After nine months of stress, classes and the odd row, your baby has arrived. Your partner’s come home from the hospital and the rush of anxiety about the baby’s health has gone. You should be feeling ecstatic, but instead, you can’t help feeling abandoned, put upon by the demands of Mother and child, and just a little bit jealous or left out.

- Marvin

“Something a bit ‘old couple’ happened to us and, yeah, and it got cool to sit in and watch some television and drink some tea.”

 

Jealousy is normal

Your life’s never going to be the same; and your relationship with your partner has changed too. Be warned that this is a much, much bigger hormonal change than her monthly period.
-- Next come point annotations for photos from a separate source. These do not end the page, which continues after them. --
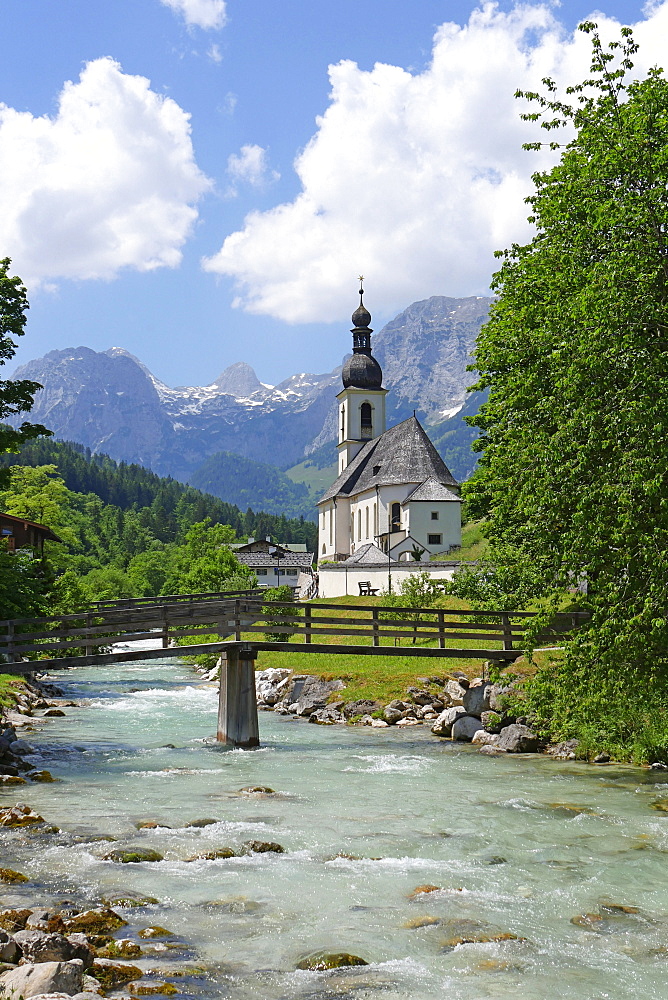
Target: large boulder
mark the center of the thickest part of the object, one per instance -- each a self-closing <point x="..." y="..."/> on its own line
<point x="465" y="727"/>
<point x="38" y="946"/>
<point x="45" y="977"/>
<point x="519" y="739"/>
<point x="455" y="692"/>
<point x="443" y="724"/>
<point x="476" y="698"/>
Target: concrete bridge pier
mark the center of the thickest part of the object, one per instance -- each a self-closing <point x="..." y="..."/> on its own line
<point x="237" y="705"/>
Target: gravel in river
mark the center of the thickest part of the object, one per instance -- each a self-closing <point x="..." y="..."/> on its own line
<point x="547" y="880"/>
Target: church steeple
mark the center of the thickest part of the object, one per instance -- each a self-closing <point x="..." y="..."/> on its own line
<point x="362" y="399"/>
<point x="362" y="370"/>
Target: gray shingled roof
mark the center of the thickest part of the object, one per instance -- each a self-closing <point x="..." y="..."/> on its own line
<point x="369" y="553"/>
<point x="403" y="454"/>
<point x="432" y="489"/>
<point x="257" y="559"/>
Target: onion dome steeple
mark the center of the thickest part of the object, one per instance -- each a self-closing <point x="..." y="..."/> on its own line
<point x="362" y="371"/>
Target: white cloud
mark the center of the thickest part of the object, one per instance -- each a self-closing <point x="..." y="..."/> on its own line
<point x="207" y="14"/>
<point x="250" y="165"/>
<point x="414" y="179"/>
<point x="110" y="182"/>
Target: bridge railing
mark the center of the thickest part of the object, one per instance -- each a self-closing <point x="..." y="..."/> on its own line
<point x="69" y="639"/>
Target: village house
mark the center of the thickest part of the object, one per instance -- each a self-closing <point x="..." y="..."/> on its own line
<point x="394" y="497"/>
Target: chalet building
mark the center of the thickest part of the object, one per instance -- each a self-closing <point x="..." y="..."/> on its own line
<point x="394" y="492"/>
<point x="276" y="565"/>
<point x="18" y="533"/>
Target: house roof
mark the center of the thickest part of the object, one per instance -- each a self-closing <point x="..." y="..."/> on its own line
<point x="403" y="454"/>
<point x="369" y="553"/>
<point x="24" y="523"/>
<point x="432" y="489"/>
<point x="255" y="560"/>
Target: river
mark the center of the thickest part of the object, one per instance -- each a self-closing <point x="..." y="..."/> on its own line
<point x="517" y="846"/>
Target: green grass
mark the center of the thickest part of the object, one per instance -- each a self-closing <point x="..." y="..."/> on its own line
<point x="372" y="676"/>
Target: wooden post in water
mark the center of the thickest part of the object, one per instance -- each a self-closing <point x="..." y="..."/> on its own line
<point x="237" y="705"/>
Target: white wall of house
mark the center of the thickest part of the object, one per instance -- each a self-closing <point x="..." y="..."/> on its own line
<point x="435" y="534"/>
<point x="337" y="580"/>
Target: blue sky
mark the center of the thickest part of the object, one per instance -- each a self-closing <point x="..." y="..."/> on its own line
<point x="201" y="182"/>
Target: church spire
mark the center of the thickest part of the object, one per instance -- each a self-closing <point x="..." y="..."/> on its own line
<point x="362" y="371"/>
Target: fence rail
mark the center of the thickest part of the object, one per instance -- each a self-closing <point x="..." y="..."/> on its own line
<point x="90" y="636"/>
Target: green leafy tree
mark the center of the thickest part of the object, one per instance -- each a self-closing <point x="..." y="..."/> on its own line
<point x="573" y="477"/>
<point x="16" y="395"/>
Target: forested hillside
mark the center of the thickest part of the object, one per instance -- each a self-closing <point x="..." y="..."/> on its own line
<point x="162" y="506"/>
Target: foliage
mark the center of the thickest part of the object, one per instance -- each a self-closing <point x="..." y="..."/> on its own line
<point x="273" y="594"/>
<point x="243" y="481"/>
<point x="16" y="396"/>
<point x="573" y="479"/>
<point x="160" y="505"/>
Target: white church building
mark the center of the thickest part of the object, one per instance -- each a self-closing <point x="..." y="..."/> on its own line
<point x="394" y="501"/>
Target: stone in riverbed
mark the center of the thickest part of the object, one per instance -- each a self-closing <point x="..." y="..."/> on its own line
<point x="9" y="875"/>
<point x="155" y="931"/>
<point x="133" y="856"/>
<point x="322" y="960"/>
<point x="465" y="727"/>
<point x="110" y="974"/>
<point x="19" y="815"/>
<point x="519" y="739"/>
<point x="45" y="977"/>
<point x="99" y="920"/>
<point x="261" y="847"/>
<point x="445" y="721"/>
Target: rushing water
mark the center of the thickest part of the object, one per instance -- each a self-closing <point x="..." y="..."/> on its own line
<point x="516" y="845"/>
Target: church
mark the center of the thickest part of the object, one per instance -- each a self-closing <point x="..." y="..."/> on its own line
<point x="394" y="500"/>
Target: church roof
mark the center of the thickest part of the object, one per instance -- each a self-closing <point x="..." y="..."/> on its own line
<point x="369" y="553"/>
<point x="403" y="454"/>
<point x="431" y="489"/>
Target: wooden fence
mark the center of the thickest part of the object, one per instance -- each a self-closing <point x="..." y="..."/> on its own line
<point x="88" y="638"/>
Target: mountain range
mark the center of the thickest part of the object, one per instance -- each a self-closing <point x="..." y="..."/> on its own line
<point x="110" y="402"/>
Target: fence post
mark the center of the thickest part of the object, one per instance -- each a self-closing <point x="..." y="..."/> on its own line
<point x="87" y="643"/>
<point x="507" y="632"/>
<point x="237" y="704"/>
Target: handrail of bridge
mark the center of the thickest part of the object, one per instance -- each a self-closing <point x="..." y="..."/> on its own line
<point x="73" y="642"/>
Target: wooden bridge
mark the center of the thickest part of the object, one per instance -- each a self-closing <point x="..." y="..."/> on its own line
<point x="230" y="622"/>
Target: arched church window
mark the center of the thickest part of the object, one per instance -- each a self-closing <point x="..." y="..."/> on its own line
<point x="366" y="420"/>
<point x="395" y="517"/>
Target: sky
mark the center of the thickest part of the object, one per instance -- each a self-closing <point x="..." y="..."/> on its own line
<point x="201" y="182"/>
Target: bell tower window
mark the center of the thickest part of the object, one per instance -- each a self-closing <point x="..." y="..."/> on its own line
<point x="366" y="420"/>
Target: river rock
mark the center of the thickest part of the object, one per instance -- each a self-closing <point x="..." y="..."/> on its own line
<point x="391" y="715"/>
<point x="519" y="739"/>
<point x="40" y="946"/>
<point x="465" y="727"/>
<point x="19" y="815"/>
<point x="476" y="698"/>
<point x="321" y="961"/>
<point x="99" y="920"/>
<point x="443" y="724"/>
<point x="9" y="950"/>
<point x="262" y="847"/>
<point x="482" y="738"/>
<point x="362" y="707"/>
<point x="133" y="856"/>
<point x="46" y="977"/>
<point x="455" y="692"/>
<point x="109" y="973"/>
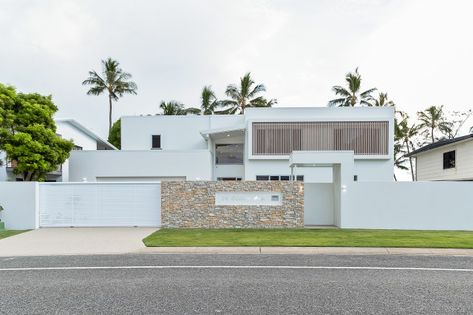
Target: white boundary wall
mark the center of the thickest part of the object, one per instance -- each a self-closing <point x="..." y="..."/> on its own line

She’s tired and the demands on her body are huge, and her instincts are telling her to put all of her efforts into looking after this little cub.

Up until now, you’ve had one big advantage: you’re a man. You’ve not had swollen ankles, a sore back, piles and morning sickness. And right now your nipples aren’t sore and you’re not lactating in public when you hear your child cry. The best thing you can do for your child at this stage is to support its Mother and get involved with the childcare as much as you can.

What you can do

  • Take over some of the baby care to let your partner rest. This is also a great chance for you to bond with your child.
  • Be patient with her demands – offering her help in advance will make things easier.
  • Take over many of the household tasks your partner might normally do.
  • Think ahead, take some of the planning burden off her – make sure things like the shopping are taken care of.

Sex

It will take time for your partner’s sexual appetite to return, so be patient. There’s a perfectly natural reason for this: she’s just had a child and it wouldn’t be good for her or her child for her to become pregnant again right away. Also, she may not physically feel like it for sometime. It's easy to let this initial rejection push you into the realms of isolation and fantasy, but don't let this become a source of resentment - instead find other ways to remain close to your partner. Having baths together, indulging in foreplay and making her feel loved and protected will all help her appetite return soon enough.